We all have a superpower. My wife Courtney's superpower is making others feel comfortable. She’s a pro. It doesn’t matter if she’s meeting someone for the first time or the fifth time, her smile and kindness make anyone feel welcome (which is sort of ironic, because my superpower is nearly the opposite). My superpower is all about making people uncomfortable. I have a knack for pushing people to do things that they never thought were possible: cold showers, ice baths, hikes up and down mountains, barbed wire crawls, weight vested burpees, and scavenger hunts in blizzards. If it’s physical and a tad maniacal, I’ve probably gotten someone to do it.
While shooting my CNBC show, No Retreat: Business Bootcamp, one of the production designers made the comment, “I don’t know how you get people to do whatever you say!” The truth is that I’m not so sure myself, but it got me thinking more about what makes people willing to do the crazy things that I ask of them. Here’s what I landed on.
How Does Spartan CEO Joe De Sena Get People Comfortable With Being Uncomfortable?
People Want to Be Pushed
We live in a crazy comfortable world right now. I know that the pandemic was tough, but it doesn’t take away from the fact that our lives have been made substantially easier by technological advances, work flexibility, and delivery services. And do you know what I’ve noticed? People want a challenge. They crave it.
We saw a massive interest in Spartan during the pandemic. Our website traffic was up substantially and customers were desperate for races to return. They wanted somewhere to put their cooped-up energy, and we couldn't wait to be their dumping ground. Humans aren’t meant to be comfortable all of the time. When kept sheltered and sedentary for too long, our muscles atrophy, our minds slow down, and our optimism wanes. We may not like getting out of our comfort zones at first, but as soon as those adrenaline and dopamine rushes kick in, we realize the benefits.

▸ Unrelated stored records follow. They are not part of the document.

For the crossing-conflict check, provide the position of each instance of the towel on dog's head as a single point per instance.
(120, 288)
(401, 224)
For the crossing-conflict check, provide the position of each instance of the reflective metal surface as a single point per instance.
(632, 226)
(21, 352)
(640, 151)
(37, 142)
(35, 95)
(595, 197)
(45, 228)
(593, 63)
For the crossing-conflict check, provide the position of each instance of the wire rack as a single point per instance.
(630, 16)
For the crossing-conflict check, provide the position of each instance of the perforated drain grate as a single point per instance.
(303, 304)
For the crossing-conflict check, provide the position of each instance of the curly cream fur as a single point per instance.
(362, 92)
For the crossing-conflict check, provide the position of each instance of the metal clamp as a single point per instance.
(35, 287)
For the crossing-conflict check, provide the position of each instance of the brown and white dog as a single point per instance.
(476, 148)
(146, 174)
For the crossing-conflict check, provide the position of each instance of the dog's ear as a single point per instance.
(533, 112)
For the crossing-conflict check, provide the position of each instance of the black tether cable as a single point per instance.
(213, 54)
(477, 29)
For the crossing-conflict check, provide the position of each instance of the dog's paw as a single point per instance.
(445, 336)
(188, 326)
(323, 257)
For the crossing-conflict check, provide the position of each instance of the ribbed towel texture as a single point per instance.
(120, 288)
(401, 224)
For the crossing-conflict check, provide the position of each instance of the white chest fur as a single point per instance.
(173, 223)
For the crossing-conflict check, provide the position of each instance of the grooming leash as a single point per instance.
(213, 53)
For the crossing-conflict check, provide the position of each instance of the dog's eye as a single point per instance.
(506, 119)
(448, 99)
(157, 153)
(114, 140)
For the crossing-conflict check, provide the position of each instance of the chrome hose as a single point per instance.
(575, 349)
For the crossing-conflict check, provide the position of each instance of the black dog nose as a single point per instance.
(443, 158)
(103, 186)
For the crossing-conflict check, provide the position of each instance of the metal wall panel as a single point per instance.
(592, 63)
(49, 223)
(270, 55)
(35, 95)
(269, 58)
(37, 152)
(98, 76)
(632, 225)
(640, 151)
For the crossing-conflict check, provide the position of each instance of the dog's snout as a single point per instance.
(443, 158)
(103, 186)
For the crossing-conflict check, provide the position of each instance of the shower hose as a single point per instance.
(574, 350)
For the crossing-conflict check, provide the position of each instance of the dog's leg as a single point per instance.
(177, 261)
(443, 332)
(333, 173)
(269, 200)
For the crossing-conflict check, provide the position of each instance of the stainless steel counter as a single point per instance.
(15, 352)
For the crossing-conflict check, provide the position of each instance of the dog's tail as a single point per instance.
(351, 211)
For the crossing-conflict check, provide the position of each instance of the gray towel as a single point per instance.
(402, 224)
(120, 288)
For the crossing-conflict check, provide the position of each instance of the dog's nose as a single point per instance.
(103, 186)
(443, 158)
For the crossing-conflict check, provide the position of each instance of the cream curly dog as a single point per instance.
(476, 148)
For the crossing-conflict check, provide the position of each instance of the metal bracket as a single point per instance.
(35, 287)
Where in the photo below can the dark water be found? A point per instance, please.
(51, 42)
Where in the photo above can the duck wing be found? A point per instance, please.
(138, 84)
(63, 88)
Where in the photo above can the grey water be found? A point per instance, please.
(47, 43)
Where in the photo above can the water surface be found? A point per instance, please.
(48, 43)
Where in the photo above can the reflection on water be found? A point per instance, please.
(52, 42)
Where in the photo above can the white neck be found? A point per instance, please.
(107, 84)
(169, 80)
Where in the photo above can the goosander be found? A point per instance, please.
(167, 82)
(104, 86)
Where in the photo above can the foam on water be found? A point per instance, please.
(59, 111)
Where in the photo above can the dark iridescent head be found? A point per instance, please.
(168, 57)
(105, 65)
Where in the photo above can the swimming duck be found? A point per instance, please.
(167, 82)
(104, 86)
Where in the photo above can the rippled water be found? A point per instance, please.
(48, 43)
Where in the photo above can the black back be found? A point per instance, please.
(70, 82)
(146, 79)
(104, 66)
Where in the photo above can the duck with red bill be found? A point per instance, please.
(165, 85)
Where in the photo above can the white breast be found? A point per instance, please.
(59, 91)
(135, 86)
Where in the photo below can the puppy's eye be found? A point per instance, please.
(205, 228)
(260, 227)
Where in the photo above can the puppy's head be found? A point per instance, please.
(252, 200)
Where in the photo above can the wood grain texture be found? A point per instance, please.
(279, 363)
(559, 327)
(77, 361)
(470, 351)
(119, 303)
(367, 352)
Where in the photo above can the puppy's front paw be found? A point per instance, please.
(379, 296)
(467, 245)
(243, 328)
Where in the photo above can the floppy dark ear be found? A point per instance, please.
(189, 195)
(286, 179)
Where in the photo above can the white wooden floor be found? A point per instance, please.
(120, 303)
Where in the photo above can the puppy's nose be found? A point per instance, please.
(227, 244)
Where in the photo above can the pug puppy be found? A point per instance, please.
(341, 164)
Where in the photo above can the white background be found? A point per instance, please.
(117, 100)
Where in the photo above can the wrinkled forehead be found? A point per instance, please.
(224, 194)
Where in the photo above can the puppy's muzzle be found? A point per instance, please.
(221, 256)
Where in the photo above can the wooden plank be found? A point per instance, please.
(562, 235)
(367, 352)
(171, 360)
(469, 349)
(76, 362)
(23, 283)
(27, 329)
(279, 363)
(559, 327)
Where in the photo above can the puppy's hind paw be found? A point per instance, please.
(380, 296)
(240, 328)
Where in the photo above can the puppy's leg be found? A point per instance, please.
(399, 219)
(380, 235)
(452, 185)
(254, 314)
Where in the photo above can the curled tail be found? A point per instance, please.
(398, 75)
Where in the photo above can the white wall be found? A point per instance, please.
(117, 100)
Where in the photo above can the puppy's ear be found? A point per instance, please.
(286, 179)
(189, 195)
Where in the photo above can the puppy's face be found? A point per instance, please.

People Need Data Points for Greatness
One piece of advice that I give people is that you have to have great stories to tell. You can say a lot of things about me, but one thing you’ll never be able to say is that I’m boring. I have a crazy story for nearly everything. How? Because I’ve done a lot of crazy shit and put myself in wild situations.
While these stories always become great entertainment at social events, they’re important to me for a different reason. Each story that I tell is a data point of resilience, grit, courage, or perseverance. People need more of these. We all need more of these! We need as many as we can get, because life is always going to throw mud in your direction. You need to be able to pull from past experiences to say, I’ve dealt with this shit before, so let’s do this!
People Need Someone to Believe They Can
The first rule in my most recent book, 10 Rules for Resilience: Mental Toughness for Families, is "You Can’t Until You Can." Dr. Lara Pence, my co-author and expert team member on No Retreat: Business Bootcamp, was adamant that we begin the book with belief systems, because we ALL have them. Every single person that I’ve brought to the farm and every business that I’ve worked with has a belief system. What separates the winners from the quitters is whether or not this belief system is defined by can’ts or cans. People need to believe that they can, and they need cheerleaders beside them.
I may not be the most enthusiastic supporter of all time. I don’t have pom-poms and my verbal support is limited at best. But the single gesture of me asking someone to do something indicates that I believe that they can. And people feel that. I don’t care how much confidence you have, if you have other people supporting your efforts, you’ll be more likely to achieve. Period.
I know that my superpower is unique, but isn’t that what superpowers are supposed to be? I may not be slinging spiderwebs, throwing around circular shields, or making people feel comfortable (thank you, Court!), but I do know that there’s a place for my superpower in our world right now. Do you know your superpower? It might just be doing tough shit.